At the moment, I am increasingly being asked by other managers if I know and can recommend someone who is looking for a job in gastronomy. Often I even know a few bartenders and service professionals who are looking for a new challenge. I am happy to help, mediate and advise.
What always strikes me is that opinions differ on the subject of wage budgets. In my opinion, many restaurateurs make a crucial mistake and pursue a low, sometimes too low, wage policy. This means that they employ staff at the lowest possible wage.
"You get the tip on top of it" is often used as a justification. However, one is then annoyed by the lack of motivation and work ethic and is surprised that the employment relationship is often terminated again after a short time.
As we all know, money doesn't make you happy, but damn it, it often motivates people to go the extra mile. It also promotes loyalty, which is very important in our industry.
You want a lot of regulars, but they don't come because of the ambience or what's on offer, no, they come when the service is good and they get what they expect for their money, maybe even a little more. Quality has its price, even in gastronomy.
Employees with a full backpack of experience and who are masters of their profession are not cheap, but they can make a huge contribution to the success of a company. Maybe it doesn't hurt to hire one more employee than absolutely necessary.
After all, what would you rather have, exhausted workers who simply don't like it any more because they are under stress day in, day out at work and can't take their holidays because they don't have enough staff?
Or would you rather have efficient workers who go the extra mile in the team and can thus respond more to the guest and in turn generate more turnover?

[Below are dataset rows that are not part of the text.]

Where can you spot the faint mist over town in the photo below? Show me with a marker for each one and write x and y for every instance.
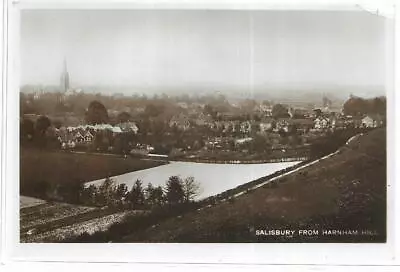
(237, 53)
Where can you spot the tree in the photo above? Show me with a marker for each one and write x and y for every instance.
(27, 129)
(280, 111)
(106, 193)
(152, 110)
(174, 191)
(96, 113)
(123, 117)
(136, 195)
(88, 195)
(260, 144)
(191, 189)
(121, 192)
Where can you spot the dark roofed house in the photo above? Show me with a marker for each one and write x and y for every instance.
(372, 121)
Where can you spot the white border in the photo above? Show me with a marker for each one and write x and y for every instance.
(302, 254)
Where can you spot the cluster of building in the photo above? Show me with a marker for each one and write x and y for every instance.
(71, 136)
(267, 124)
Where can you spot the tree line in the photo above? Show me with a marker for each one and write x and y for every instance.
(108, 194)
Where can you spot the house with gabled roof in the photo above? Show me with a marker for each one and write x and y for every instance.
(372, 121)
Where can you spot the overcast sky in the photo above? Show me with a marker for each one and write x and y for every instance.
(172, 48)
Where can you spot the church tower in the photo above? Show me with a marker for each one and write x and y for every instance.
(64, 78)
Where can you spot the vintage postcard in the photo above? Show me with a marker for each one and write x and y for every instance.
(204, 125)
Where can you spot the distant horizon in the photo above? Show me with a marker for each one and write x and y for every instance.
(163, 50)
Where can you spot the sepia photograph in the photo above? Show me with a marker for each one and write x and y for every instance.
(203, 126)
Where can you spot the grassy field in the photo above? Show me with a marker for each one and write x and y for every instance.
(54, 222)
(39, 166)
(344, 192)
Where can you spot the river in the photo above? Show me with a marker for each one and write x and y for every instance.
(213, 178)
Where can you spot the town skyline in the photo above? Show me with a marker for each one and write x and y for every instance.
(235, 50)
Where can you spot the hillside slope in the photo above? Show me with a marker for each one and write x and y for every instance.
(346, 193)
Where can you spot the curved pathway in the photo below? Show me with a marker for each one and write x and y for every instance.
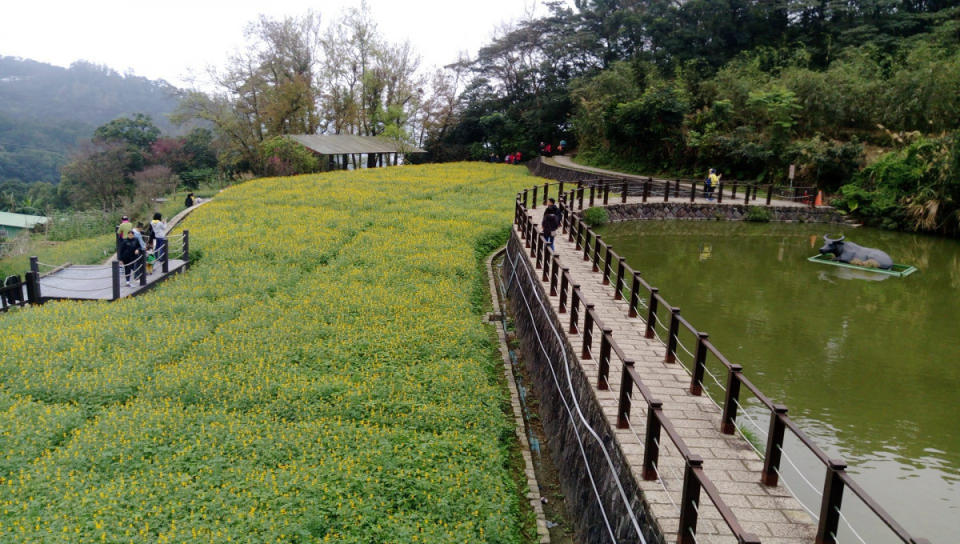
(772, 513)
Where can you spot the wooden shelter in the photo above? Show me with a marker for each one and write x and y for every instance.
(344, 151)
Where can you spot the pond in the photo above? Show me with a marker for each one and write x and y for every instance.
(868, 365)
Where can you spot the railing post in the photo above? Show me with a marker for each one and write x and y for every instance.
(731, 399)
(771, 461)
(564, 283)
(830, 507)
(596, 252)
(651, 452)
(574, 307)
(603, 369)
(671, 356)
(554, 270)
(32, 281)
(634, 294)
(626, 388)
(690, 500)
(587, 332)
(607, 266)
(115, 266)
(618, 295)
(700, 365)
(652, 313)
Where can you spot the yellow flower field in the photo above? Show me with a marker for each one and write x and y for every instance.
(321, 374)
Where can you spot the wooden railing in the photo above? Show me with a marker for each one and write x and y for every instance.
(646, 301)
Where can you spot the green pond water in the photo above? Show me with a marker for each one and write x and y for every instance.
(868, 365)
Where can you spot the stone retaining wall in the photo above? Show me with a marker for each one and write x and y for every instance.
(723, 212)
(543, 354)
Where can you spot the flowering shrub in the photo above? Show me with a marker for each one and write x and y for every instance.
(321, 375)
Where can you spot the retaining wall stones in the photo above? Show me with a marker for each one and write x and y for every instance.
(569, 439)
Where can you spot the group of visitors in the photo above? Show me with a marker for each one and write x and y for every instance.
(547, 149)
(139, 246)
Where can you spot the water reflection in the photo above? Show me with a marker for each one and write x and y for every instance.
(867, 361)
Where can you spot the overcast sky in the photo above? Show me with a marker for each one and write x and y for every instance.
(172, 39)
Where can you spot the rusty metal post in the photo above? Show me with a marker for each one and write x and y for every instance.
(652, 313)
(618, 295)
(832, 498)
(574, 307)
(603, 369)
(587, 331)
(634, 294)
(626, 388)
(731, 399)
(690, 500)
(671, 356)
(771, 461)
(651, 452)
(700, 365)
(564, 282)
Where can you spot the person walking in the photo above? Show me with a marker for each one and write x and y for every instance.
(128, 253)
(159, 228)
(551, 221)
(711, 183)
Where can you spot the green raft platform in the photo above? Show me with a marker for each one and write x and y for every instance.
(898, 270)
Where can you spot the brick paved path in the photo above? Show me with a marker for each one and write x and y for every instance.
(729, 461)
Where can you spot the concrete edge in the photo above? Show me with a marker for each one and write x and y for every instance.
(533, 487)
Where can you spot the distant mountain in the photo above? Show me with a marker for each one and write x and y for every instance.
(46, 110)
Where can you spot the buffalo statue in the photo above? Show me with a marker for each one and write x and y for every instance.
(848, 252)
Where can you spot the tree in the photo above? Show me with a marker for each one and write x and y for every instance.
(97, 176)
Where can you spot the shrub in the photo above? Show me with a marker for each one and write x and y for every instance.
(757, 214)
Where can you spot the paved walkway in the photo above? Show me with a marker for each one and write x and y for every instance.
(729, 461)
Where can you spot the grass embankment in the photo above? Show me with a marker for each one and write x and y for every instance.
(322, 374)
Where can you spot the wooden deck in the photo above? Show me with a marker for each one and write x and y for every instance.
(78, 282)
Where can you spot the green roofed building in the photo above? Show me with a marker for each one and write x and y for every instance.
(12, 224)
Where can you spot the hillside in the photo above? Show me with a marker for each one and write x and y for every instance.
(46, 110)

How often would you have reordered another bottle of wine or a cocktail if the service staff or bartender had been faster, had more time for you? Our profession is so diverse and exciting and yet we have more turnover in our industry than any other.
Many companies do it right. They treat their employees as their most important asset, pay good and fair wages and show their gratitude with generous incentives. These companies are and will continue to be successful. Their employees have been "part of the inventory" for years, i.e. they stay because they are satisfied - also with their salaries.
The success of a healthy human resources policy is often only apparent at the end of the business year, when the expensive recruitment costs, general fluctuation costs, overtime amounts, payment for holidays not taken, etc. are missing and, in turn, the turnover through upsales and satisfied, returning guests has been consistently high and has risen continuously.
The bottom line is that it will pay off and show up positively on the final bill. Think about it.